AFTER a period of rapid fleet expansion that has led to overcapacity, the Philippines’ low-cost carriers (LCCs) are seeing slower growth in 2013, as this aviation sub-sector continues its rapid expansion in the rest of Southeast Asia, a new report says.
The region’s LCC fleet is poised to grow about 20% this year, approaching 500 aircraft at year-end, the Centre for Aviation (CAPA) said in its analysis of the industry released last week.
“With some of the largest airline orders in recent years coming from ASEAN-focused LCC groups, rapid growth for the sector is assured for the medium to long term even as some key markets are approaching saturation,” the report said.
Budget carriers in 2012 accounted for 80% of domestic passengers in the Philippines, giving it the highest LCC penetration rate in the world among medium and large-size markets, CAPA said.
Competition on many routes was irrational and four of the five LCCs were unprofitable – AirAsia Philippines, Philippine Airlines (PAL) affiliate AirPhil Express, Tiger affiliate Tigerair Philippines and Zest Air. Only market leader Cebu Pacific, which captured 46% of the domestic market last year, ended 2012 in the black.
Consolidation came in early 2013 as AirPhil Express rebranded as PAL Express and in the process transitioned to a regional full-service model. AirAsia Philippines also entered into a partnership and cross-ownership deal with Zest, which gives AirAsia access to the Manila market.

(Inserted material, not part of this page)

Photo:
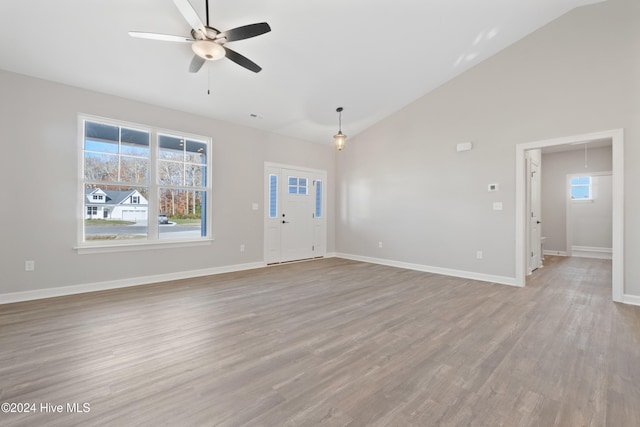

“Zest flights are now available on the AirAsia website and the carriers are in the process of integrating further, culminating in Zest adopting the AirAsia brand. The deal means there are now a more palpable three LCC players in the Philippines – AirAsia (including Zest), Tigerair Philippines and Cebu Pacific,” CAPA said.
CAPA said the consolidation has led to more rational capacity levels and an improved outlook for all Philippine carriers. The total LCC fleet in the Philippines is expected to grow in 2013 by a relatively modest 10% to 69 aircraft (excluding AirPhil/PAL Express).
Cebu Pacific plans to expand seat capacity by 11% this year as it adds seven aircraft for a year-end fleet of 48, the report said.
The airline’s seat capacity grew 16% in 2012 but its passenger traffic was up only 11% to 13 million with equal increases across its domestic and international networks. The drop in load factor reflects the overcapacity in the market, the think tank said.
Cebu Pacific was able to improve its load factor in first-half 2013 as it started to benefit from a more rationale marketplace. The carrier reported 8% passenger growth and 6% seat growth for the first half, CAPA said.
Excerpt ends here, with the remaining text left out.